Alexander Viro (viro@math.psu.edu)
Sat, 26 Jun 1999 01:39:21 -0400 (EDT)


On Sat, 26 Jun 1999, Albert D. Cahalan wrote:

> Alexander Viro writes:
> > On Sat, 26 Jun 1999, Albert D. Cahalan wrote:
>
> >> NTFS has a 4th time stamp.
> >
> > Fsck, no. Not another OOB channel for whatever random bullshit
> > somebody wants to push through. Not another ioctl() - we have
> > enough mess already.
>
> We could really use something that:
>
> * comes in all the variants (FOO, lFOO, and fFOO)
> * handles misc. junk like ioctl does()
^^^^^^^^^^^^^^^^^^^^^^^^^^^^^^^
Which is *not* a good idea.
> * is tidy, unlike ioctl() -- size ought to be a parameter

OK. We might do very neat and tidy scheme *if* we wouldn't have all kinds
of old binaries kicking around. IMO the very neat one would be simply
open2(fd, name) (+ 2 more variants) that would take an fd and name in
hierarchical namespace and return another fd. Such that read() and write()
there would cover the stuff currently done by fcntl(), ioctl(),
{set,get}sockopt(), chmod(), stat(), utimes(), etc. But it would make
sense if we could drop the old syscalls. That could be done in the very
beginning, but not now. Binary compatibility. I like that idea, since it
seriously reduces the API width and has the right sound (everything is
a file), but we can't do it now. David will kill you if you'll try to pull
that trick ;-) Probably it could be done over 5-6 years, though...
The main problem with that would be to keep the namespace clean -
otherwise we'ld simply move clutter there.

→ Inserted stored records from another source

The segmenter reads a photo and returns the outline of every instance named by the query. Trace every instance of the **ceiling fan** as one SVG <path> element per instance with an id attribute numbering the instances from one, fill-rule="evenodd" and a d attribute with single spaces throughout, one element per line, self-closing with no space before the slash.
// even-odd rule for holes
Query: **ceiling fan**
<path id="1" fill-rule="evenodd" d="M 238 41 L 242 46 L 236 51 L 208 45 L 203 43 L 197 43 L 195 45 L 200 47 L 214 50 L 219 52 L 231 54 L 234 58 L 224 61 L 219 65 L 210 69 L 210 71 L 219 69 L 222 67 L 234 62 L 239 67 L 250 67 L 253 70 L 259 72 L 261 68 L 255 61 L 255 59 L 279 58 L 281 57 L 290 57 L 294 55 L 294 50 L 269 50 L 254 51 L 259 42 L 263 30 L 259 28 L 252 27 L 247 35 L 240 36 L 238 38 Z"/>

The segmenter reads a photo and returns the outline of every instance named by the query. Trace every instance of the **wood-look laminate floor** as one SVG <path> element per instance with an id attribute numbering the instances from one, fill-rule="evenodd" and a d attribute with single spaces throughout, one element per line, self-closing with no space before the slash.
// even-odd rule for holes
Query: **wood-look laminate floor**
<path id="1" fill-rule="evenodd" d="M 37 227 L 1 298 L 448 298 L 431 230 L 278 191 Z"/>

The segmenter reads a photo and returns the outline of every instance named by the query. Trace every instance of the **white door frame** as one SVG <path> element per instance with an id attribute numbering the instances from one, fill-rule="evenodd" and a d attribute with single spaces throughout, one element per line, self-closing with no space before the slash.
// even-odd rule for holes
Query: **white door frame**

> >> HFS has type and creator data.
> >
> > No. Way. In. Hell. It's *not* a support for forks - if you want
>
> Those are simple 32-bit values.

Look - in that case it's purely HFS business, right? OK, my apologies for
tone (ahem) - 'twas YABDayFH. Sorry.

If this stuff is reasonably small - fine, it's can be done.

> So developers are stuck with ioctl() + a new API.
> They have to learn something new, but can't junk the cruft.
>
> >> Oh, be sure to use a 64-bit inode if you return that data.
> >
> > I don't see any place for inumber there.
>
> You started with "new_stat" for a name.

Look downthread. new_stat() was tossed.